# Puppy lipoma?



## Maneh (May 13, 2012)

Hi. Now that Mila has made it through her parvo scare, I have noticed something else. She has a lump by her left hip. She has a vet appointment next week. Just wondering what this could be. I noticed it when I first got her, but it seems to be getting bigger. Does anyone have any experience with lumps like this?


----------



## ebenjamin85 (Apr 13, 2008)

I hope everything is okay. I've heard of dogs getting benign "fatty" lumps (not sure what they're really called) but I believe that comes with age, although I may be wrong. Crossing my fingers some more knowledgable people respond and that it's nothing serious when you visit the vet.


----------



## OnMyWay2MyDreams (Feb 13, 2011)

It could be from a shot they gave her. I would ask if they gave her any shots back there when she was sick. If its from that with time it will go away. Sometimes doing warm compresses will help it go away faster.


----------



## Golden9 (Jun 13, 2016)

Yes I had a golden puppy that I bought from a very quality breeder. All OFA, all clearances, akc registered, champion lines. After the puppy vaccines, a bump appeared on top of her head, as she got more puppy vaccines, the bump kept growing bigger. By the last puppy vaccines, it was really huge lump on top of her head, looked like a huge tumor growing on a puppy head. The vet said, oh its just a lipoma, don't worry about it. Said to wait till she was getting a spay, then they could cut off the huge tumor. The vet called right after surgery, to warn us that when he cut her head wide open as it was such a huge tumor, the entire scalp ripped opened. It was a huge runny pus fatty tumor. He said it took a long time get it all out of her scalp, and her entire head was covered with stitches. It was scary looking. We did keep the lipoma to have it tested, it was fatty cells containing heavy metals and chemicals from the vaccine ingredients, that the body could not get rid of, so the body stored the toxic chemicals in a fatty lipoma on her head. Apparently that is one way the body protects itself from toxins it is unable to eliminate or hide in the body elsewhere. It stores the toxins as a lipoma.


----------



## 153330 (Dec 29, 2016)

Golden9 are you an anti-vaxer? There is no such thing as a 'runny pus fatty tumour'. If your dog had a 'scalp ripping lipoma' on its head confirmed by a vet, then I am the Queen of Sheba. Don't turn up on this forum and try to freak people out. It doesn't work, it's not normal human behaviour, and it's just not very polite.


----------



## CAROLINA MOM (May 12, 2009)

Just a reminder to those posting in this thread, please keep the rules in mind when making a post and be respectful.

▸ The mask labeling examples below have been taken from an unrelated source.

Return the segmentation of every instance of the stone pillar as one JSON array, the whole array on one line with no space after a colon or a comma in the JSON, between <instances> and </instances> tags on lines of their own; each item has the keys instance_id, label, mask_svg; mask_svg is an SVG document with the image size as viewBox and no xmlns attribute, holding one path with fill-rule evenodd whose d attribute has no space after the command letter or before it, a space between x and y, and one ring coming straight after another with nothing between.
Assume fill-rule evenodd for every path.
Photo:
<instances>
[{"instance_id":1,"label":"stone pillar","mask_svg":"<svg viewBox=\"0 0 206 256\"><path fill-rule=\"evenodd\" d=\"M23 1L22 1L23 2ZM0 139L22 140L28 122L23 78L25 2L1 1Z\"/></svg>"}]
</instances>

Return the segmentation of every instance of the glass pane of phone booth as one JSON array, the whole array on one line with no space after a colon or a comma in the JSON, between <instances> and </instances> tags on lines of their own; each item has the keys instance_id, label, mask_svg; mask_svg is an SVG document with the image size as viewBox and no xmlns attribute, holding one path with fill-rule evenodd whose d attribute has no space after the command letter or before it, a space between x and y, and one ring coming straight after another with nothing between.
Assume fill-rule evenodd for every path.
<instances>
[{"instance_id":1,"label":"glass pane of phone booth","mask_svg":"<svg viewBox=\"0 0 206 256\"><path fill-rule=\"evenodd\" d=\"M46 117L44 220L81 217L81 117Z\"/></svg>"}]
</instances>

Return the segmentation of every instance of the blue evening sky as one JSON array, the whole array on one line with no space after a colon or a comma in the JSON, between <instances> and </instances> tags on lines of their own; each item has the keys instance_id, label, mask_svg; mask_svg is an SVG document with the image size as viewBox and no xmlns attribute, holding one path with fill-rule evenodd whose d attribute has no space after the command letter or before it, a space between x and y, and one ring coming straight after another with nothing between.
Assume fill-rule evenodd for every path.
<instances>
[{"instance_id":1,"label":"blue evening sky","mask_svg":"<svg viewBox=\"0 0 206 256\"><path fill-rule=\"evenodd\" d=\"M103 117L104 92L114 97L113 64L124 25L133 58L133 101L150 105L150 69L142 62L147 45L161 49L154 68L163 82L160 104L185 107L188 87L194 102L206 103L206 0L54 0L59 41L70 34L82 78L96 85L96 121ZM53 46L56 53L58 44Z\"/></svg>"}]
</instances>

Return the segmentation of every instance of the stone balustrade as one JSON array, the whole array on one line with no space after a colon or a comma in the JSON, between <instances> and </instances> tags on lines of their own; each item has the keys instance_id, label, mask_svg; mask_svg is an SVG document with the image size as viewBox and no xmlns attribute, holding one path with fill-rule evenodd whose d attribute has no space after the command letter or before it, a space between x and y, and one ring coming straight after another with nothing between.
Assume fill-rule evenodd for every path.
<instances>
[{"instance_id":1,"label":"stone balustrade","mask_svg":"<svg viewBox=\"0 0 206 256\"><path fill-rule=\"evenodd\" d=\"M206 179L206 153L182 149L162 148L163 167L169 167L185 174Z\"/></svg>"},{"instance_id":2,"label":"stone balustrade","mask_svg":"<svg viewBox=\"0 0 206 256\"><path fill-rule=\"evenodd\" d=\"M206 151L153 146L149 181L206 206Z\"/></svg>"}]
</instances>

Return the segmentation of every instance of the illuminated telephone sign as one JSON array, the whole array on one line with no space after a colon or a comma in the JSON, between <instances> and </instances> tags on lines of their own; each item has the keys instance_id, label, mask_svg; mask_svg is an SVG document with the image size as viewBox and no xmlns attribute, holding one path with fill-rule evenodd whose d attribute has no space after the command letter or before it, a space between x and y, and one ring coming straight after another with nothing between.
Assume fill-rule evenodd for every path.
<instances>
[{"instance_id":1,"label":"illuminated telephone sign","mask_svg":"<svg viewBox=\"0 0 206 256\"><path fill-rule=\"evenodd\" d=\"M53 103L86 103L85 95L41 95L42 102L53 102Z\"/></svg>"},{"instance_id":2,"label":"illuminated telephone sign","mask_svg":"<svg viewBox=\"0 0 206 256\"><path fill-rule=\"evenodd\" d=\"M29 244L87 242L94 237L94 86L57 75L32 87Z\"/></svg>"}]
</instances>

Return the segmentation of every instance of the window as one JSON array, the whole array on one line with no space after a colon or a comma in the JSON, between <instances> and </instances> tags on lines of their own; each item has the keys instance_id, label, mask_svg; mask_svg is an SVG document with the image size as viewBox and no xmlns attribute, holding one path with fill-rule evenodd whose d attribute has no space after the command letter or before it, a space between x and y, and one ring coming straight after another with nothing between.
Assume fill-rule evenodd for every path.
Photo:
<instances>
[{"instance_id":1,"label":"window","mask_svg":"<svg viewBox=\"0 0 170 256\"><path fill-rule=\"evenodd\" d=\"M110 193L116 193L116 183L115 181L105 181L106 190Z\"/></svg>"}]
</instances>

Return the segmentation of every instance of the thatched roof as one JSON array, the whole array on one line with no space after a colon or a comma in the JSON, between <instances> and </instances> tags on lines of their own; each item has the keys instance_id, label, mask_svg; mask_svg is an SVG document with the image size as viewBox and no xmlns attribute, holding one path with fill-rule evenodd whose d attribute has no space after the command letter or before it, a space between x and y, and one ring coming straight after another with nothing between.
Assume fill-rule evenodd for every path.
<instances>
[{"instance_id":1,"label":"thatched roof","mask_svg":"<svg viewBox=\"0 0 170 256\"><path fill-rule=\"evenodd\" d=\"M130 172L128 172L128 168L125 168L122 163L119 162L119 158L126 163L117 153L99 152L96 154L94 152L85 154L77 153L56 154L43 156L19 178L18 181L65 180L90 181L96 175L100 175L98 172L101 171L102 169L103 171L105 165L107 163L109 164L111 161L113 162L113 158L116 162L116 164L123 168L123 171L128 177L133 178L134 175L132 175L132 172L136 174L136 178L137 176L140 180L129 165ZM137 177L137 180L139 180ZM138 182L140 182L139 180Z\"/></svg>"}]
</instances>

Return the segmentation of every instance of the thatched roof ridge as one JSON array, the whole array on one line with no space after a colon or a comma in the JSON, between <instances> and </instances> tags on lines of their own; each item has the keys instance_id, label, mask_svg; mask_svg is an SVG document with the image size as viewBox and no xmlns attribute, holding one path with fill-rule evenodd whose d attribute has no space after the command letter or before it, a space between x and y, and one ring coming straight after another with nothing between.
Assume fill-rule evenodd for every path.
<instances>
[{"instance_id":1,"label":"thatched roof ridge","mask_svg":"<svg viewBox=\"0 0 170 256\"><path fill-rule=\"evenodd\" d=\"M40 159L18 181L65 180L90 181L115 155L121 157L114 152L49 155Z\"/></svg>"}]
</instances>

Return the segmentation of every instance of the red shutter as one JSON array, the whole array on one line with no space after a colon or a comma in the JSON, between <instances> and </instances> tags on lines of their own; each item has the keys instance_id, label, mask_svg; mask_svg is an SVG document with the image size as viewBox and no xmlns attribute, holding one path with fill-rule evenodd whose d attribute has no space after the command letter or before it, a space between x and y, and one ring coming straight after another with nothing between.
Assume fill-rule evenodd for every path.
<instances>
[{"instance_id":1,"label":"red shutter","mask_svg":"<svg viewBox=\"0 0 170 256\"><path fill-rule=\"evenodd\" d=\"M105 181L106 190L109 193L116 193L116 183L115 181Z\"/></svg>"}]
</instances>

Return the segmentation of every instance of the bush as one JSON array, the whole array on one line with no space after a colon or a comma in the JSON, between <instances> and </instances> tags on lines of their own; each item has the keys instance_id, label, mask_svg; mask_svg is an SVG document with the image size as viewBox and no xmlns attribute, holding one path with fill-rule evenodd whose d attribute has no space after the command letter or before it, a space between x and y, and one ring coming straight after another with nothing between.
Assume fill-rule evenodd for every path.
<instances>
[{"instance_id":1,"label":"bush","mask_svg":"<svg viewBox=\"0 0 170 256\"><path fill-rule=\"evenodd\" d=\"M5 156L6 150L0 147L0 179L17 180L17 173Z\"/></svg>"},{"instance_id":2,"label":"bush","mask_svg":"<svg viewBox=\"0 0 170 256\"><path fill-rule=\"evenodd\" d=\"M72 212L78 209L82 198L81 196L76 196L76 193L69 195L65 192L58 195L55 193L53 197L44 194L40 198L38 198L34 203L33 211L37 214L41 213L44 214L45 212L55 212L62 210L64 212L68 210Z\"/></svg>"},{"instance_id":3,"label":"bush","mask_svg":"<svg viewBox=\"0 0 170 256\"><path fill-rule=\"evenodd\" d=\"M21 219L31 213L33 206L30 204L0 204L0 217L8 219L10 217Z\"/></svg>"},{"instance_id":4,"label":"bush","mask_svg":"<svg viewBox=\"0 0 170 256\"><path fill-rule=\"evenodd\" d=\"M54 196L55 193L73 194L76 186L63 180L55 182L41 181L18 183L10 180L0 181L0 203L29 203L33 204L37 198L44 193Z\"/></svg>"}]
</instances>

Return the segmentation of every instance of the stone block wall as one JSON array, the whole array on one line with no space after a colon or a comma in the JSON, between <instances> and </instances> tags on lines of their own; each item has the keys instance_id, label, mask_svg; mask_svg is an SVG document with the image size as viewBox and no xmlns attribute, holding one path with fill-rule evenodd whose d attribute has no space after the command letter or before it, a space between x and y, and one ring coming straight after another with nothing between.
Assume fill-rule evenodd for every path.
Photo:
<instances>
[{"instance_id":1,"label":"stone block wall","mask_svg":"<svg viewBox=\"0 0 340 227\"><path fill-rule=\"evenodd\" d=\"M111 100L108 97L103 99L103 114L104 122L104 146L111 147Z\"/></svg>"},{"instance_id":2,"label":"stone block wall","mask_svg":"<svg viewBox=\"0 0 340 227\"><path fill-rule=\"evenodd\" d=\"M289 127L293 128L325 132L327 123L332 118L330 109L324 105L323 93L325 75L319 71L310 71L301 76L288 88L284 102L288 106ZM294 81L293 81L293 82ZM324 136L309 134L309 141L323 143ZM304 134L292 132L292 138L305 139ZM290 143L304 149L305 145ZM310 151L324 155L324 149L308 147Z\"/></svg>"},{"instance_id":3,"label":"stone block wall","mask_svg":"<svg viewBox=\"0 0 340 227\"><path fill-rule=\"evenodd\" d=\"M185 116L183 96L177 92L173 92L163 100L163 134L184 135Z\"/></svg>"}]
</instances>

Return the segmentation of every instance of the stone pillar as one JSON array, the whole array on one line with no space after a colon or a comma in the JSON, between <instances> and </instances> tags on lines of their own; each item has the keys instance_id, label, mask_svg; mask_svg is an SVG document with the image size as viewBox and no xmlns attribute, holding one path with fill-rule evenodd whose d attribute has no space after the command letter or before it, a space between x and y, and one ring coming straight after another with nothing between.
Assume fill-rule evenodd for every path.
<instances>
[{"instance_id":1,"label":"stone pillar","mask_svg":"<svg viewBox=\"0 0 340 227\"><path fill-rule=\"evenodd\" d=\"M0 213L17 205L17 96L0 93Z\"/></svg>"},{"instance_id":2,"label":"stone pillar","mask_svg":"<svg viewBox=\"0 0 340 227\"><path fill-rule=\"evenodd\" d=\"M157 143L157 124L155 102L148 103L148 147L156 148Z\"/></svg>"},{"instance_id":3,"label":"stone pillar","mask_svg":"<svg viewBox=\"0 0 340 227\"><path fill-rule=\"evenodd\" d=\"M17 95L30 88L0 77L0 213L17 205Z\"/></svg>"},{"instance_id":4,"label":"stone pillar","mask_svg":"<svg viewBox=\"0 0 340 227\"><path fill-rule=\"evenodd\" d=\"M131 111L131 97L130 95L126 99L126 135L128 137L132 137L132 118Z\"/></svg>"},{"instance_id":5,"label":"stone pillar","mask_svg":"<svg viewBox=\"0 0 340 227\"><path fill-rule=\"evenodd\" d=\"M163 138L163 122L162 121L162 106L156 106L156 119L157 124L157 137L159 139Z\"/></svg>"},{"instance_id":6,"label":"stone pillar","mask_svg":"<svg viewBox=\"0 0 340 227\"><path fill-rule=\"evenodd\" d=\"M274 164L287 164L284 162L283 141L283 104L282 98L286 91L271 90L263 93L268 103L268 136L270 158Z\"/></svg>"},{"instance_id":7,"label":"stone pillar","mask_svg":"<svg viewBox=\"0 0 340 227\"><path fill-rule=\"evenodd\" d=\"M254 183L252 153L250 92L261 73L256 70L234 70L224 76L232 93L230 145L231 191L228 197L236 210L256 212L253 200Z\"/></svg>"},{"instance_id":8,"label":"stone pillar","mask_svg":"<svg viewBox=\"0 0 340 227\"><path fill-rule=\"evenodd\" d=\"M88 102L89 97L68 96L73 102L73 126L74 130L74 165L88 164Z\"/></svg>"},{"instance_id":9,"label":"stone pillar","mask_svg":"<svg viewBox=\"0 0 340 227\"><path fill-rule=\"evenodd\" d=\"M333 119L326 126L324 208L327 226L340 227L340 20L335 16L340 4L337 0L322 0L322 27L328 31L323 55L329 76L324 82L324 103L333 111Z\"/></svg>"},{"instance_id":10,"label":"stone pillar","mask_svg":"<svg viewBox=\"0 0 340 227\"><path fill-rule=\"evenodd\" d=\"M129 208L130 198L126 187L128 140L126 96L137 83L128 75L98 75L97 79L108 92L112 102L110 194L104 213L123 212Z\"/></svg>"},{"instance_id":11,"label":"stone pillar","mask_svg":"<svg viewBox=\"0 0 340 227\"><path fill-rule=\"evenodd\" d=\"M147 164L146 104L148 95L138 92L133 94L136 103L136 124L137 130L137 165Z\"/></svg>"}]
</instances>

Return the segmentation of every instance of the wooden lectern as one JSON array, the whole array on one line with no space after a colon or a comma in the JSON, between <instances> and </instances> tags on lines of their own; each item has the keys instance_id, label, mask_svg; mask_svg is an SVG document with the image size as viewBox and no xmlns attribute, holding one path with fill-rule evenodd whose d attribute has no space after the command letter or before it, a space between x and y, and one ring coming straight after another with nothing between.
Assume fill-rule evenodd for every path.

Here's a link to the Rules as a reminder-

https://www.goldenretrieverforum.co...6-grf-board-rules-registration-agreement.html


----------



## Sweet Girl (Jun 10, 2010)

CAROLINA MOM said:


> Just a reminder to those posting in this thread, please keep the rules in mind when making a post and be respectful.
> 
> Here's a link to the Rules as a reminder-
> 
> https://www.goldenretrieverforum.co...6-grf-board-rules-registration-agreement.html



I do think that false information, not based on anything scientific, has to be called out. There are a LOT of people who come to forums like this and see a post like that (or a similar one that is in another thread) and could believe that all vaccines are toxic and kill dogs. Every vaccine, for humans or dogs, come with a small risk of adverse reaction. But Holly is right to challenge this post and point out that it is not scientifically backed up. I feel that there is far too much information allowed to be posted on this forum unchallenged (about vaccines being toxic, about feeding any food with corn or grains to your dog being akin to poison, etc). Yes, there was a bit of sarcasm in Holly's post, but it was far from rude. I for one am glad she called it out.


----------



## puddles everywhere (May 13, 2016)

3 yrs ago when I joined this forum it was full of knowledgeable opinionated people that made every subject interesting. I learned loads from the diverse opinions as well as entertaining. These days you are lucky if a dozen people post in a day. JMHO but think the admin. pursuit of total kindness has lost focus on what's important and run off some wonderful interesting people.


----------



## Sweet Girl (Jun 10, 2010)

puddles everywhere said:


> 3 yrs ago when I joined this forum it was full of knowledgeable opinionated people that made every subject interesting. I learned loads from the diverse opinions as well as entertaining. These days you are lucky if a dozen people post in a day. JMHO but think the admin. pursuit of total kindness has lost focus on what's important and run off some wonderful interesting people.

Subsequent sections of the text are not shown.